Beranda Jateng Banyumas Bupati Dyah Minta Pengelola Tempat Ibadah di Purbalingga Persiapkan Protokol Kesehatan

Bupati Dyah Minta Pengelola Tempat Ibadah di Purbalingga Persiapkan Protokol Kesehatan

8
Penerapan protokol kesehatan di tempat ibadah di Purbalingga.

JATENGPOS.CO.ID, PURBALINGGA – Bupati Purbalingga, Jawa Tengah, Dyah Hayuning Pratiwi meminta seluruh tempat ibadah di wilayah ini mempersiapkan protokol kesehatan dalam rangka menghadapi tatanan normal baru.

“Kami terus menekankan dan mendorong persiapan penerapan protokol kesehatan di rumah ibadah,” kata Bupati Purbalingga Dyah Hayuning Pratiwi di Purbalingga, Minggu.

Hal tersebut bertujuan untuk mewujudkan masyarakat yang produktif namun tetap aman dari kemungkinan paparan COVID-19.
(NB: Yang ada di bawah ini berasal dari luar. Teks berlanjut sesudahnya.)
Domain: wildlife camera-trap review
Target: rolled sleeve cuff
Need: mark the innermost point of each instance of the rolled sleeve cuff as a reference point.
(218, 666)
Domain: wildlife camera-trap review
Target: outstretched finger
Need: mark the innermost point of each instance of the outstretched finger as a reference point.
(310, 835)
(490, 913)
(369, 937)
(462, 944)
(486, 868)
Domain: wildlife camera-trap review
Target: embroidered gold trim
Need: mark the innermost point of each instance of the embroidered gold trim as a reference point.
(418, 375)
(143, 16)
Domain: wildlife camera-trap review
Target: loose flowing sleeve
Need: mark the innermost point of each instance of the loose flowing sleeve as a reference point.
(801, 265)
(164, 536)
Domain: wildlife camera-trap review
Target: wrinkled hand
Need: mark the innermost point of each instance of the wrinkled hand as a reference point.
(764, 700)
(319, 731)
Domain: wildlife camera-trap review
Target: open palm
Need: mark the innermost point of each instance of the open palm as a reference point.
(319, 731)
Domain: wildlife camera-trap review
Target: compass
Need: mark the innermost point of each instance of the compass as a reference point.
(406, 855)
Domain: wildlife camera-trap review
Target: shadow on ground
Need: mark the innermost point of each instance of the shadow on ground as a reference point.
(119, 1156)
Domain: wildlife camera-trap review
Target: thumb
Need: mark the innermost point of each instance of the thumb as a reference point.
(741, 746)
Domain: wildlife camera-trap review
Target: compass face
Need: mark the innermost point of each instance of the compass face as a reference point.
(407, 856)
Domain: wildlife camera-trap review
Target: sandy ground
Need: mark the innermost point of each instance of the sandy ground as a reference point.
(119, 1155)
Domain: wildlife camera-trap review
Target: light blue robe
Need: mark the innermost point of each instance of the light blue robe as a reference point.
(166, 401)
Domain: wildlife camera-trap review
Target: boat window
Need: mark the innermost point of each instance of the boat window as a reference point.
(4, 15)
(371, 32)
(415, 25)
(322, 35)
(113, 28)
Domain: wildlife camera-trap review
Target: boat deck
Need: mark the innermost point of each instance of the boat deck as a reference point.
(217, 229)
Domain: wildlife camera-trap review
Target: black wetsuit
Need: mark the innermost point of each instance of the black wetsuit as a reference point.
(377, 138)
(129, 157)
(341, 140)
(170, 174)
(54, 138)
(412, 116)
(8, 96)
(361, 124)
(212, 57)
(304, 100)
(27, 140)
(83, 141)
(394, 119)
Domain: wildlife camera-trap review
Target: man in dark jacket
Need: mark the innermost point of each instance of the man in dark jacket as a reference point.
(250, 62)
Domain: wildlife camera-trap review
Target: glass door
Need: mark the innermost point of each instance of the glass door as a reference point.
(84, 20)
Bupati menambahkan bahwa dirinya telah mengeluarkan Surat Edaran (SE) Nomor 451/10838 tentang Panduan Penyelenggaraan Kegiatan Keagamaan di Rumah Ibadah dalam Mewujudkan Masyarakat Produktif dan Aman COVID-19 di Kabupaten Purbalingga.

“Surat edaran tersebut kami tujukan kepada seluruh pengelola rumah ibadah yang ada di wilayah Purbalingga,” katanya.

Bupati mengatakan dirinya telah mengunjungi sejumlah tempat ibadah guna melihat langsung kesiapan penerapan protokol kesehatan.

Beberapa tempat ibadah yang kami kunjungi antara lain Masjid Agung Darussalam, Gereja Kristen Jawa, Masjid Al-Falaah, Gereja Katolik Santo Agustinus, Masjid Utsman Bin Affan dan Masjid Al-Huda.

Dalam kunjungan ke rumah ibadah tersebut, kata dia, pihaknya meninjau ketersediaan fasilitas cuci tangan, pengukur suhu, penggunaan masker hingga pengaturan jarak fisik.

“Berdasarkan hasil pantauan di beberapa tempat ibadah perlengkapan protokol kesehatan sudah disiapkan dan dilaksanakan dengan baik,” katanya.

Dia berharap penerapan protokol kesehatan tersebut bisa berlangsung secara konsisten, penuh komitmen dan bisa berjalan baik dan lancar.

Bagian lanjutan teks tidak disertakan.